Peter Vogt on The Future of Oncogenes and Cancer Research
  Peter Vogt     Biography    
Recorded: 23 Feb 2012

I think oncogenes continue, and will provide, the most important and critical targets for cancer treatment. Of course, there are also tumor suppressor genes that you could target. But it is much easier to inhibit aganofunction than to restore a lost function. And so I think from general principles, it follows that oncogenes will be the predominant targets in cancer therapy. The new developments that are coming up concern tumor micro-environment. Interaction of tumor cells and normal cells. But even that will have to be reduced to chemistry, and we'll have to understand it at a molecular level in order to do something. But this is-- I see this as an important development and as an important direction to go. Besides oncogenes and tumor suppressants.

Dr. Peter Vogt, M.D., Ph.D., serves as Member of Scientific Advisory Board of Onconova Therapeutics, Inc. Dr. Vogt is at the Scripps Institute in La Jolla, CA. He is a member of the National Academy of Sciences and a Lasker Award winner.
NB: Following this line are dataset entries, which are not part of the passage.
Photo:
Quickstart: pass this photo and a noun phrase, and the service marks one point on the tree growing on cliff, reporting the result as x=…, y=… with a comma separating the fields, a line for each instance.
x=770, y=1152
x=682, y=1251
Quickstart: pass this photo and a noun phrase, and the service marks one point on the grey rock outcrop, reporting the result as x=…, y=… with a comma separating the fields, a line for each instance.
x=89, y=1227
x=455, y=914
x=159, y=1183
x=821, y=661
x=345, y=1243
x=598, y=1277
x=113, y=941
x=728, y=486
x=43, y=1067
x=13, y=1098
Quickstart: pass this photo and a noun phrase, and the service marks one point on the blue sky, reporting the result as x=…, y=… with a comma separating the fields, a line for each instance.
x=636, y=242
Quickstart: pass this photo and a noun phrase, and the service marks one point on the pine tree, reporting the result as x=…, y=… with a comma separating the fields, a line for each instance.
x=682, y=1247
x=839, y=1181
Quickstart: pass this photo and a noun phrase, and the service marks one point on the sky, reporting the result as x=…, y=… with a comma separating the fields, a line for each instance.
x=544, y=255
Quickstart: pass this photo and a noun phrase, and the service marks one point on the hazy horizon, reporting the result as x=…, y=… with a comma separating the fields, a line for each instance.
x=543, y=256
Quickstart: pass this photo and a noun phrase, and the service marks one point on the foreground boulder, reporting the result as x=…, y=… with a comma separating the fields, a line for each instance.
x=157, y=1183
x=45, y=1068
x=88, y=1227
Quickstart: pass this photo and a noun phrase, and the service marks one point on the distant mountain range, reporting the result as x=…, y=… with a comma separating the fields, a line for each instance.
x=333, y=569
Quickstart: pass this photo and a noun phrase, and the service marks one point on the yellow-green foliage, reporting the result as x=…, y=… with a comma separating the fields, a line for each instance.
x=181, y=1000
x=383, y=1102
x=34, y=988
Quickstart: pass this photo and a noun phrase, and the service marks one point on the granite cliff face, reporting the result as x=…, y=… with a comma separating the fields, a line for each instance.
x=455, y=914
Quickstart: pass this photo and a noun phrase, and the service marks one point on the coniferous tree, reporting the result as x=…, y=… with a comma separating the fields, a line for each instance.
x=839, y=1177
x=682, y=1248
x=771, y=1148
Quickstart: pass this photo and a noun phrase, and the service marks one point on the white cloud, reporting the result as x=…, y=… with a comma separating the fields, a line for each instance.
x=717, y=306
His fundamental studies on oncogenic avian retroviruses led to the identification of oncogenes in human cells. Dr. Vogt is the editor-in-chief of Virology, a scientific journal.

Dr. Peter Vogt intends to continue his work at the Scripps Research Institute. He is currently working to generate small molecule inhibitors that interfere with the spread of cancer as a new therapeutic approach.